In Eric Schlosser’s Fast Food Nation: Why the Fries Taste Good excerpt, the audience gets a peek inside of the not-so-private Simplot plant whose conveyor belts and white coat workers fostered J.R Simplot’s empire of french fries.  Today, the Simplot plant is located in Aberdeen, Idaho, although Simplot’s family originated in Dubuque, Iowa. Simplot was willing to gamble his life away at the ripe age of fifteen when he left home to become a potato farmer at age sixteen. Simplot’s success started with the flip of a coin which gave him the power to hold his future as a multibillionaire in the mechanics of his electric potato sorter. Being the processed food prophet of his era, Simplot, again, put all his chips in and invested in the new-aged frozen food technology and hit it big when he met with Ray Kroc and sealed the deal to McDonald’s. The nation’s eating habits were forever changed as Americans no longer desired boiled, mashed, or baked; they now preferred their potatoes as french fries.

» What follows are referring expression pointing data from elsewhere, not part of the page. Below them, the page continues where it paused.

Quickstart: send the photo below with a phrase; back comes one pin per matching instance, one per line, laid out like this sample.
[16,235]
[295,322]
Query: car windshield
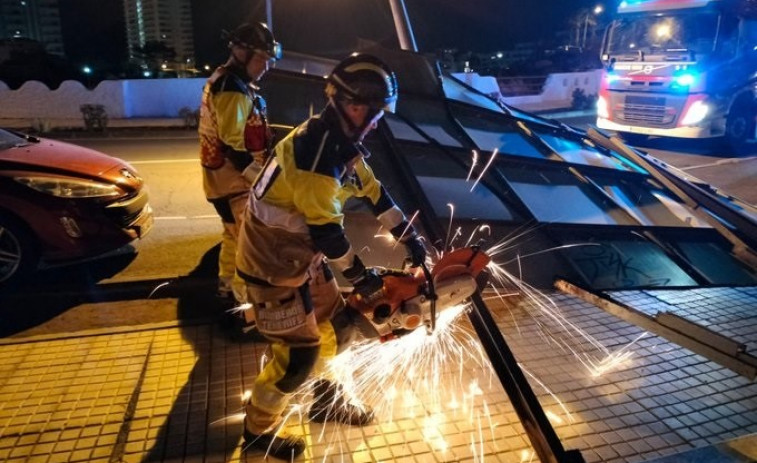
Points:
[671,35]
[10,140]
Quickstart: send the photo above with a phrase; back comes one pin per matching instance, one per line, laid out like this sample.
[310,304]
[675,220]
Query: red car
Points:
[61,202]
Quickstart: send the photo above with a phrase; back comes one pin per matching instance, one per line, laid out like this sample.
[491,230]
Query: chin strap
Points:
[355,130]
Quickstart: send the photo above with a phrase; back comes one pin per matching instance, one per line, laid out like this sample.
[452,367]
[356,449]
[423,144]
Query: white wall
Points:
[163,98]
[557,92]
[146,98]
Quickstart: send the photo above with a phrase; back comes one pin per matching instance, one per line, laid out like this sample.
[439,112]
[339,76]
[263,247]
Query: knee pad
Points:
[301,363]
[344,328]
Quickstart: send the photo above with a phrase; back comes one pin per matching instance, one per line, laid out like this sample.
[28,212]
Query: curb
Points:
[569,114]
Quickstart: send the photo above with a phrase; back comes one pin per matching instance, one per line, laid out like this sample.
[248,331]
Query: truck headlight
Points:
[603,110]
[696,112]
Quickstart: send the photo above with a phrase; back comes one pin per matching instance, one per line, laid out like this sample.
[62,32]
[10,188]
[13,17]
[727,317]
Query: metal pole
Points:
[269,15]
[586,27]
[402,24]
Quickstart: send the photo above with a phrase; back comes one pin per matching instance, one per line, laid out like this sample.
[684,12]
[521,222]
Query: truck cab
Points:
[683,69]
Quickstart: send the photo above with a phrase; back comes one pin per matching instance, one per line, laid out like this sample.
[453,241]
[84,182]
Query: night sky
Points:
[93,29]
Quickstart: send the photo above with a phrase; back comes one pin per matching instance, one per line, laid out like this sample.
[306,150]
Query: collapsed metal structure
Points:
[580,211]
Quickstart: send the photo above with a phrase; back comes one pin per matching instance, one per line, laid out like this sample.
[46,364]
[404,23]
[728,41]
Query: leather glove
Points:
[239,159]
[415,250]
[368,285]
[365,281]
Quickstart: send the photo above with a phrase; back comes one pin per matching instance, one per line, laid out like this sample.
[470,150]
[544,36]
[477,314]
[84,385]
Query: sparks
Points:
[473,165]
[486,167]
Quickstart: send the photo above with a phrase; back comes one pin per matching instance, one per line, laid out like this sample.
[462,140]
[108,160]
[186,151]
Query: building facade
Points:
[166,21]
[32,19]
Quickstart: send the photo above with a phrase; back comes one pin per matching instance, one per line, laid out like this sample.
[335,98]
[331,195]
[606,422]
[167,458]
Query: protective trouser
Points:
[231,210]
[307,326]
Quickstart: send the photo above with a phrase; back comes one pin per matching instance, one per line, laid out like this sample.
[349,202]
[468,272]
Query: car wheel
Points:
[634,138]
[18,256]
[740,129]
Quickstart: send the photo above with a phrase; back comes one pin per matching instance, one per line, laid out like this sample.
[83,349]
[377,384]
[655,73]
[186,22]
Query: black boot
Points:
[282,447]
[329,404]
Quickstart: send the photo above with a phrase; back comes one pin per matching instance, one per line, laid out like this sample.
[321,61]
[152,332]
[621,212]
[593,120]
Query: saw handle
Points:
[431,295]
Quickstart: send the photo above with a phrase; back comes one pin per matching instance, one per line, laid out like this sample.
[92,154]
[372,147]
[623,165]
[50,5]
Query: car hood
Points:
[57,155]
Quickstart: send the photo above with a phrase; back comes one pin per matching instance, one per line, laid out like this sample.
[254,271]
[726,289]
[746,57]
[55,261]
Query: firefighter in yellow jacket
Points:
[293,227]
[235,139]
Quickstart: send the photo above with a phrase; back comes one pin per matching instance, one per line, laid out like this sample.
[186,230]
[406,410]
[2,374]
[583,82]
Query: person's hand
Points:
[416,250]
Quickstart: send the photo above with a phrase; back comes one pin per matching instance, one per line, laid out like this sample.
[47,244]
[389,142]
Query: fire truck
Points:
[681,68]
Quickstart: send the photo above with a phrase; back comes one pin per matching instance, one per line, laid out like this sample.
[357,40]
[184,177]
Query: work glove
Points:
[366,282]
[416,251]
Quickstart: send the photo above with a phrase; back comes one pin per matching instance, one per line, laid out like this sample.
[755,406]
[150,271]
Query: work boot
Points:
[284,447]
[329,404]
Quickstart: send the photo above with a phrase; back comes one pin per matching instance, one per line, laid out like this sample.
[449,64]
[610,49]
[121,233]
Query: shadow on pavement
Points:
[52,292]
[196,425]
[704,147]
[49,293]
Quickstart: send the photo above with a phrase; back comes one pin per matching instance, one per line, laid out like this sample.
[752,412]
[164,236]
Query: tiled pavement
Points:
[170,393]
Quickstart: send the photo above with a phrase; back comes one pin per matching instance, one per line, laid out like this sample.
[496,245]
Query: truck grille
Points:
[643,110]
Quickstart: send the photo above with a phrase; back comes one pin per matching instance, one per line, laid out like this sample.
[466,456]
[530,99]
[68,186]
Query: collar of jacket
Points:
[232,67]
[346,149]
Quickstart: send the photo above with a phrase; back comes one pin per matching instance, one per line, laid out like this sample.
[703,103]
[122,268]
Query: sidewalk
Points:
[174,393]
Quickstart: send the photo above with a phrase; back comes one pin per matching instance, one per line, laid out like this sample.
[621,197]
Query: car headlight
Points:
[64,187]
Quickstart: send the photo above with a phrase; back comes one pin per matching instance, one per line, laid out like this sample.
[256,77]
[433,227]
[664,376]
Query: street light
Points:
[596,11]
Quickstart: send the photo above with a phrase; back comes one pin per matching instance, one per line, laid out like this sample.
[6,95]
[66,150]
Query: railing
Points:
[521,85]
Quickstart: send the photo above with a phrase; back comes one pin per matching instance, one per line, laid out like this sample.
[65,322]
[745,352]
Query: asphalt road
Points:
[169,275]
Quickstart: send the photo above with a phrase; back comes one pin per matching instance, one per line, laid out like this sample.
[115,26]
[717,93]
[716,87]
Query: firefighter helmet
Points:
[363,79]
[254,36]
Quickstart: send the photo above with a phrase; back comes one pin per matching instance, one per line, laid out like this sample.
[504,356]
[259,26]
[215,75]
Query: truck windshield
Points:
[674,36]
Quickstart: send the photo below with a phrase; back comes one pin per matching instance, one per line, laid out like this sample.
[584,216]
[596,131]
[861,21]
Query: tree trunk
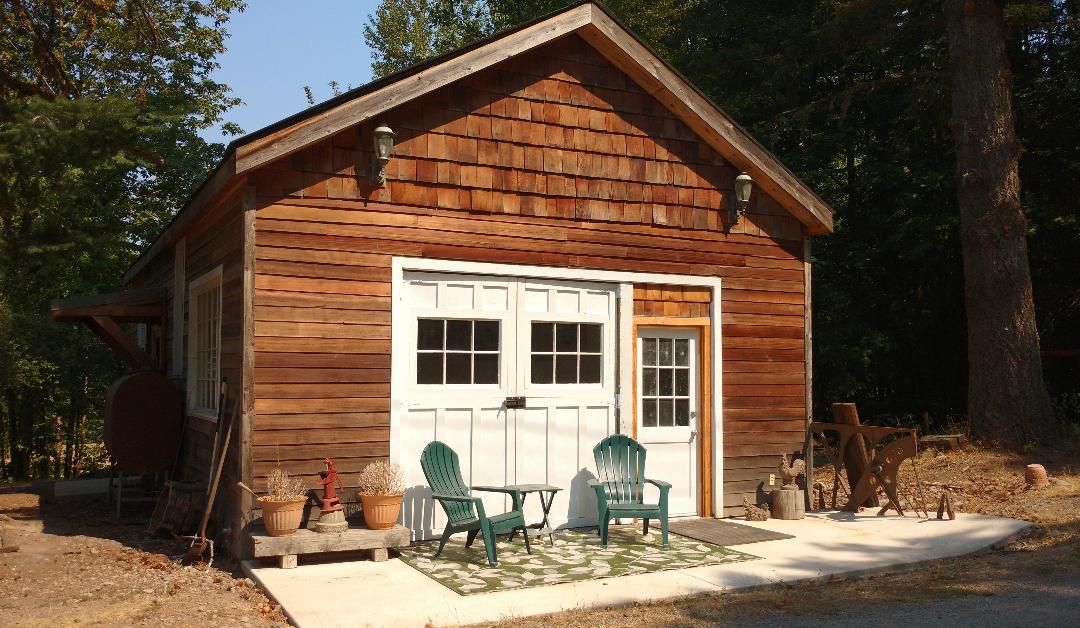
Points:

         Simplot’s success had just as much to do with the hand-held potato sorter devices as it did his understanding of the culture that he lived in. He was conscientious of what working men, stay-at-home moms, and children were craving  in life and on their plates.  Much to Stephen Schneider’s dismay, Simplot redefined the term gastronomy for the human race, just not in a good, clean, and fair way. He put food behind the steering wheel instead of at the center of our tables, an endeavor that ultimately reconstructed the human culture as we knew it.


"POV - Food, Inc. . Eric Schlosser's Fast Food Nation: Why the Fries Taste Good (Excerpt) | PBS." PBS: Public Broadcasting Service. Web. 28 Nov. 2010.